The yfeE protein is a full-length protein (1-184 amino acids) that functions as a regulator of the yfeABCD system . While the detailed three-dimensional structure has not been fully elucidated, the protein appears to contain structural domains typical of bacterial regulatory proteins. Its function is closely associated with the yfeABCD components, which form an ABC transporter system.
The yfeABCD system components have specific roles: YfeA functions as a periplasmic binding protein, YfeB as an ATP-binding protein, and YfeC and YfeD as membrane permease components . Together with YfeE, these proteins facilitate the transport of iron across bacterial membranes. The regulatory function of YfeE likely involves sensing iron availability and modulating the expression or activity of the transport components accordingly.
Several homologous systems have been identified in other bacterial species. A notable example is the AfeABCD system in Actinobacillus actinomycetemcomitans . This system, while functionally and organizationally related to the YfeABCD system, represents an independent pathway with its own distinctive characteristics.

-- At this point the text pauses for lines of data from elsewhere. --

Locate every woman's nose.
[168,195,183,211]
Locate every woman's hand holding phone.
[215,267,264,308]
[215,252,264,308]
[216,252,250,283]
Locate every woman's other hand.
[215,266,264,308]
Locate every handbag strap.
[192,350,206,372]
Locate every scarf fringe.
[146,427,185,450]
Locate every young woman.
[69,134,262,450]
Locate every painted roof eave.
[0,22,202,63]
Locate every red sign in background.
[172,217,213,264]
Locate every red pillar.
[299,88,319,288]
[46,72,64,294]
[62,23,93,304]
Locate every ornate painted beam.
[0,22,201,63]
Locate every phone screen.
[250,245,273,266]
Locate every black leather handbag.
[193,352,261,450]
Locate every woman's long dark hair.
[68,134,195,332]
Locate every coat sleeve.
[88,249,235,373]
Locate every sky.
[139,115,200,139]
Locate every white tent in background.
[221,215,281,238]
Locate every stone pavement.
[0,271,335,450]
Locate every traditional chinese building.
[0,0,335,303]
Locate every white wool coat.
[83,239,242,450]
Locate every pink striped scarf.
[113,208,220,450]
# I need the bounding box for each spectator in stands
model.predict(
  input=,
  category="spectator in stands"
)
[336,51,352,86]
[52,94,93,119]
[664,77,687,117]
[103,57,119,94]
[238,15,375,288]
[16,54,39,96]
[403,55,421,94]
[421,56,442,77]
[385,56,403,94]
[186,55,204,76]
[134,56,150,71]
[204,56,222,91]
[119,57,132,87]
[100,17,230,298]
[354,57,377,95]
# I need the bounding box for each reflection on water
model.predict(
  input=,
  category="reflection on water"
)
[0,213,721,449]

The A. actinomycetemcomitans afeABCD iron transport system has been identified in multiple isolates, and its expression is controlled by iron and the ferric uptake regulator (Fur) . The protein products of this locus are related to bacterial ABC transporters involved in metal transport. Experimental evidence shows that transformation of Escherichia coli 1017 iron acquisition mutant with a plasmid harboring afeABCD promoted cell growth under iron-chelated conditions .
Other bacterial species may contain similar systems, although they may be named differently based on their specific characteristics and the organisms in which they are found.

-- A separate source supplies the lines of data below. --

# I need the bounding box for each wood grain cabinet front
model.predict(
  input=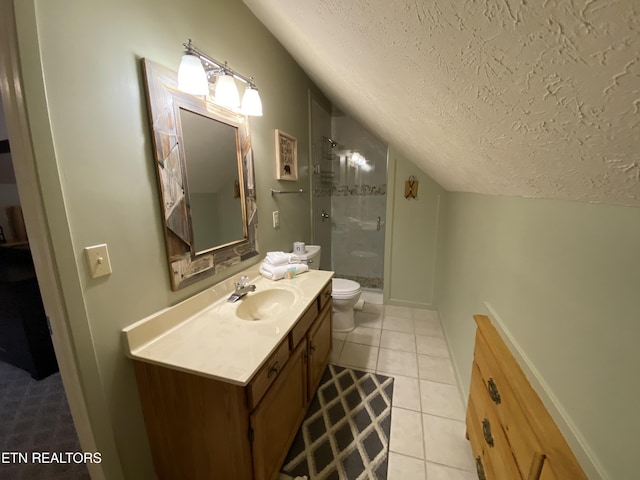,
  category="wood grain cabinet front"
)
[466,315,587,480]
[134,281,332,480]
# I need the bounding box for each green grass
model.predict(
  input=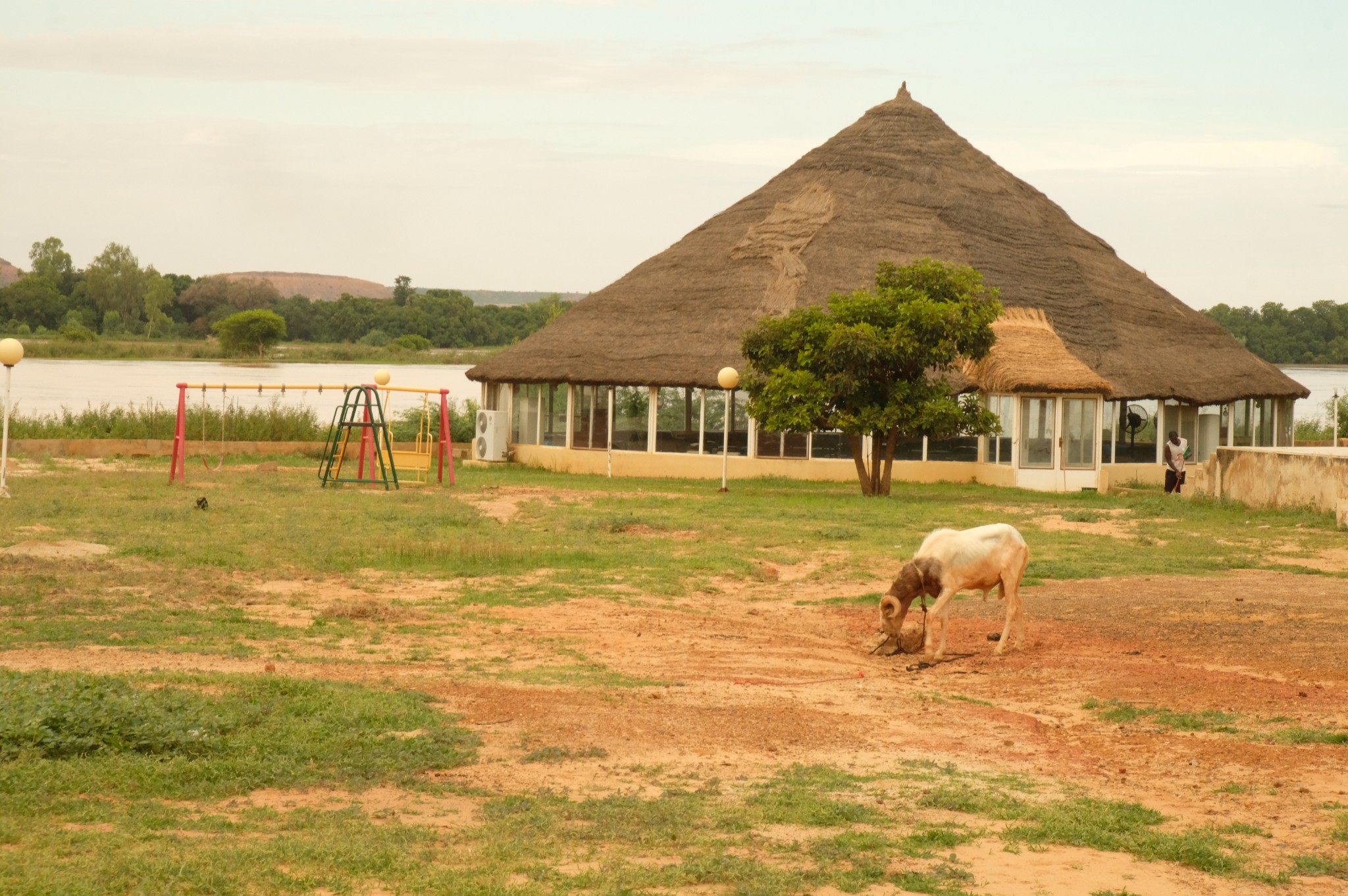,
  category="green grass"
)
[920,780,1244,874]
[1081,698,1240,734]
[0,671,476,799]
[9,458,1335,590]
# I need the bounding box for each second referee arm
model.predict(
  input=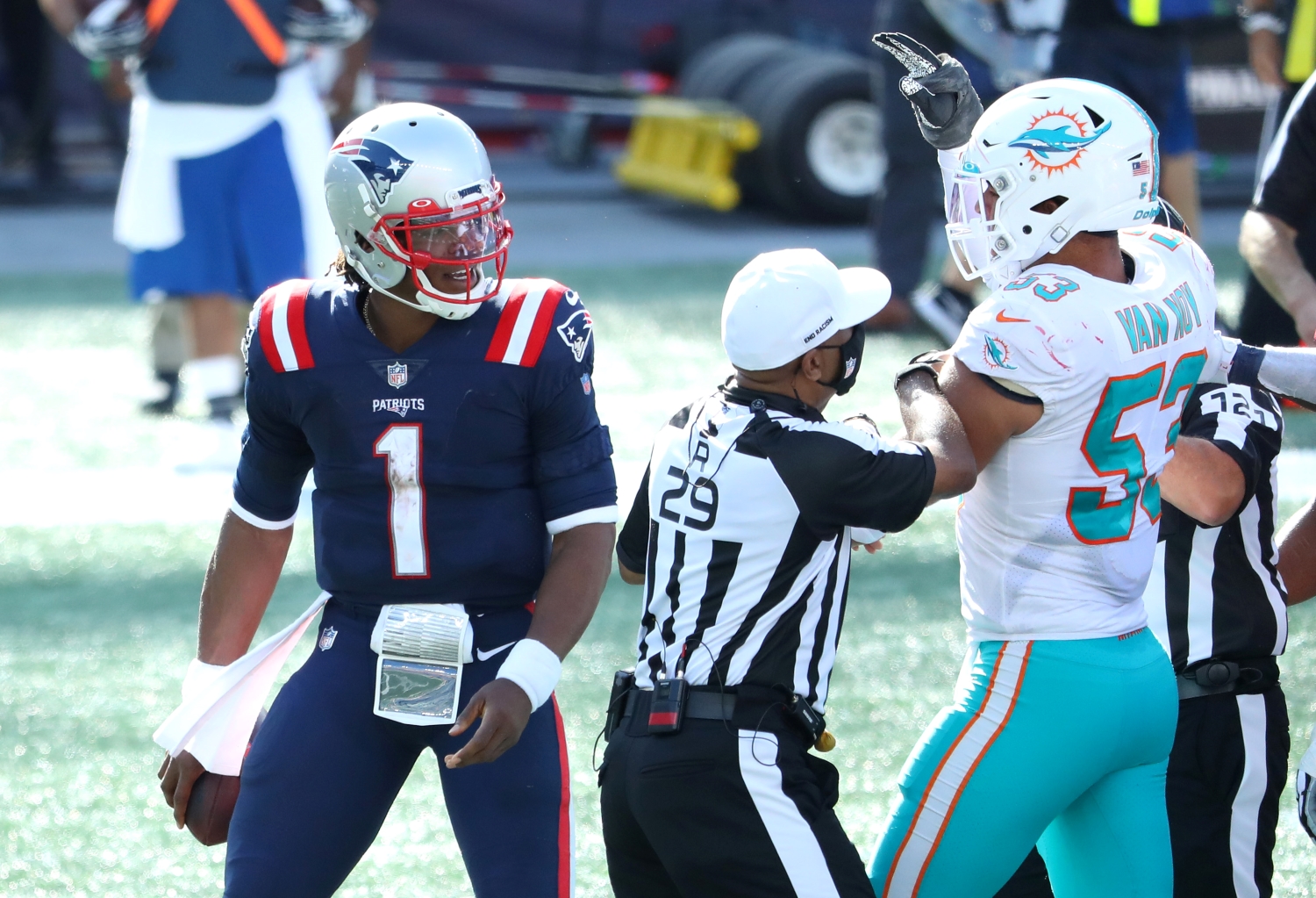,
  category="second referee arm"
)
[1276,500,1316,605]
[897,371,978,505]
[1158,436,1248,527]
[1239,210,1316,344]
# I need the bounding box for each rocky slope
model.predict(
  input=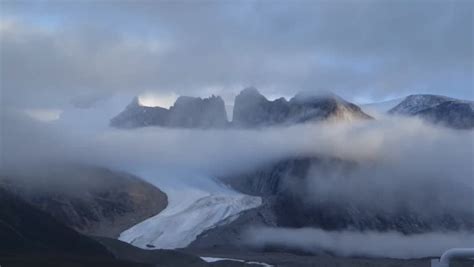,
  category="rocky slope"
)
[0,188,256,267]
[190,157,474,250]
[0,165,167,237]
[110,88,371,128]
[232,87,371,128]
[389,95,474,129]
[110,96,228,128]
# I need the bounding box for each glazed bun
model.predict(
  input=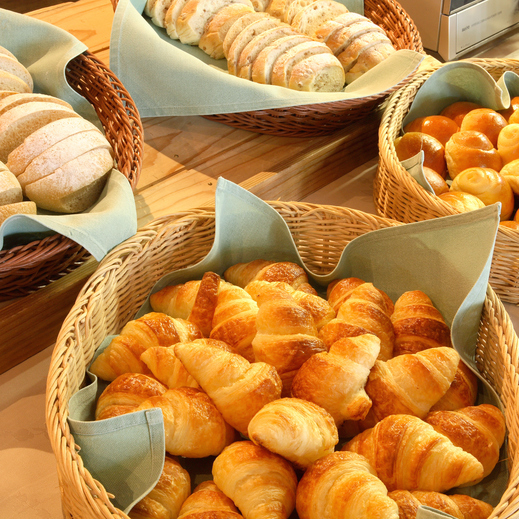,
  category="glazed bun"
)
[445,130,502,179]
[404,115,459,146]
[460,108,508,148]
[438,191,485,213]
[451,167,514,220]
[440,101,483,126]
[395,132,447,178]
[497,123,519,165]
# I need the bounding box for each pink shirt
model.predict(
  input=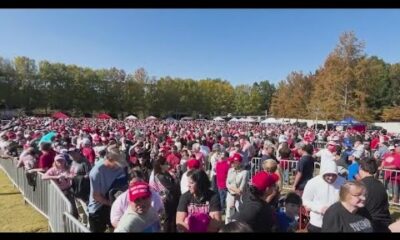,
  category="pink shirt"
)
[82,147,96,165]
[44,167,71,191]
[110,189,164,226]
[215,160,230,189]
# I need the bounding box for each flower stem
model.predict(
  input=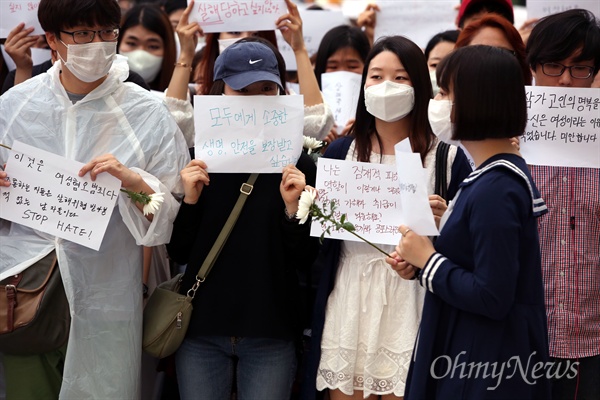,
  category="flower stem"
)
[346,231,390,257]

For optimal expression of recombinant yfeE protein, E. coli expression systems have proven effective. The following considerations are critical for successful expression:
Expression Vector Selection: Vectors with strong promoters like T7 or tac are recommended. His-tag fusion constructs have been successfully used for purification .
Host Strain: BL21(DE3) and its derivatives are commonly used due to their reduced protease activity and compatibility with T7 expression systems.
Induction Conditions:
Temperature: Lower temperatures (16-25°C) often yield higher amounts of soluble protein
IPTG concentration: 0.1-0.5 mM typically sufficient
Induction duration: 4-16 hours depending on temperature
Media Composition: Rich media like LB or TB are suitable for initial trials, while defined media may be necessary for specific applications or isotope labeling.

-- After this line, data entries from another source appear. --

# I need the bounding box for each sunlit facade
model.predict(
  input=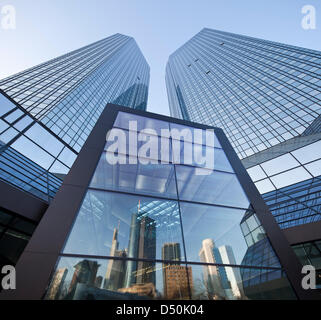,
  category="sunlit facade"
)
[4,106,296,300]
[166,29,321,280]
[166,29,321,159]
[0,34,149,200]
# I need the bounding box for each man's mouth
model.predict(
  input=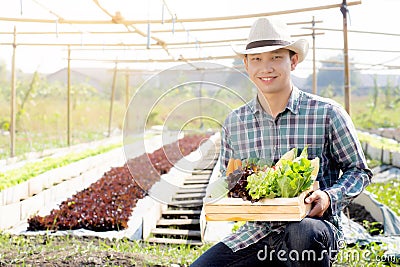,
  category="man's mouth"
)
[260,77,274,82]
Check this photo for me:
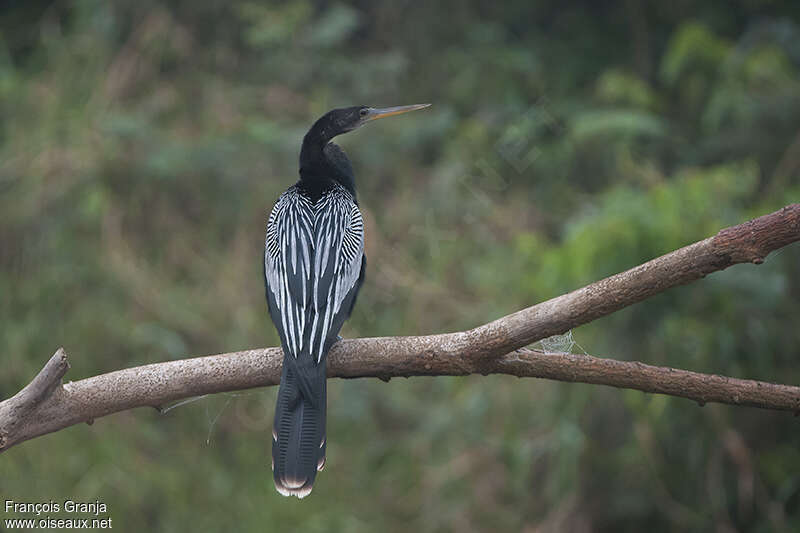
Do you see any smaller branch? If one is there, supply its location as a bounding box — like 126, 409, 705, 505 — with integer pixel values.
506, 348, 800, 410
0, 348, 69, 450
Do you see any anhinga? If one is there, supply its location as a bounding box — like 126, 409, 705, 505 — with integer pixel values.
264, 104, 429, 498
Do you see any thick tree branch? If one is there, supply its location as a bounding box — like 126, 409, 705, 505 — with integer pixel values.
0, 204, 800, 451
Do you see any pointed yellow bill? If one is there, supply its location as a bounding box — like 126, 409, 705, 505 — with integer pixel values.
364, 104, 431, 122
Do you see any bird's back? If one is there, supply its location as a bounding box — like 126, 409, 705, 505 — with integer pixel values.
264, 180, 365, 497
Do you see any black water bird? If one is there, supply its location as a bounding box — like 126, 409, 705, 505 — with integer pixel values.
264, 104, 430, 498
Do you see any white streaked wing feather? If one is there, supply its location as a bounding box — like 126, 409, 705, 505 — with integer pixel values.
264, 185, 364, 362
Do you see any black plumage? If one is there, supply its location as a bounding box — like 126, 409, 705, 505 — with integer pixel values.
264, 104, 427, 498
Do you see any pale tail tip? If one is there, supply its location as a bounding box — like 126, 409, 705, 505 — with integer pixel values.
275, 479, 314, 500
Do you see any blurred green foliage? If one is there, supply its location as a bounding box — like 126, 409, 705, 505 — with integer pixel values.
0, 0, 800, 532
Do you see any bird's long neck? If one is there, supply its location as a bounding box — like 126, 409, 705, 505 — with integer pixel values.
300, 121, 355, 197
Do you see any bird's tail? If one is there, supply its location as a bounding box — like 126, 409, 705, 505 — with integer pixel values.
272, 355, 327, 498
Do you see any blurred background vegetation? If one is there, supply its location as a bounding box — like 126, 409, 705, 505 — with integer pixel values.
0, 0, 800, 532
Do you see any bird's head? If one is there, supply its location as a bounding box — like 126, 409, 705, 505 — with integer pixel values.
318, 104, 430, 139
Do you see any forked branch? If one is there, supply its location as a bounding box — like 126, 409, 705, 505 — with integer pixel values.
0, 204, 800, 452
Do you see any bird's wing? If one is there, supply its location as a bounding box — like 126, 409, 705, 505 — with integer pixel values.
264, 187, 314, 357
264, 186, 364, 363
310, 186, 364, 363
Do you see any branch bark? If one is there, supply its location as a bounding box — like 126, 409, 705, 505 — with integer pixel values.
0, 204, 800, 452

Iron Availability: Since yfeE is involved in iron regulation, controlling iron availability in the growth medium may affect expression levels. Consider using iron-depleted media to potentially enhance expression.
A multi-step purification strategy is recommended to obtain high-purity, functionally active recombinant yfeE:
Initial Capture: Immobilized metal affinity chromatography (IMAC) using Ni-NTA resin is effective for His-tagged yfeE protein .
Intermediate Purification: Ion exchange chromatography (IEX) based on yfeE's theoretical isoelectric point can remove remaining contaminants.
Polishing Step: Size exclusion chromatography (SEC) to separate monomeric yfeE from aggregates and eliminate remaining impurities.
Buffer Optimization:
For IMAC: 50 mM Tris-HCl pH 8.0, 300 mM NaCl, 10% glycerol
For storage: 25 mM Tris-HCl pH 7.5, 150 mM NaCl, 5% glycerol, 1 mM DTT
Activity Preservation: Addition of stabilizing agents (glycerol, reducing agents) and maintaining cold temperatures throughout purification are crucial for preserving functional activity.
Protein purity should be assessed by SDS-PAGE and Western blotting, while functional activity can be evaluated through DNA binding assays or iron regulation reporter systems.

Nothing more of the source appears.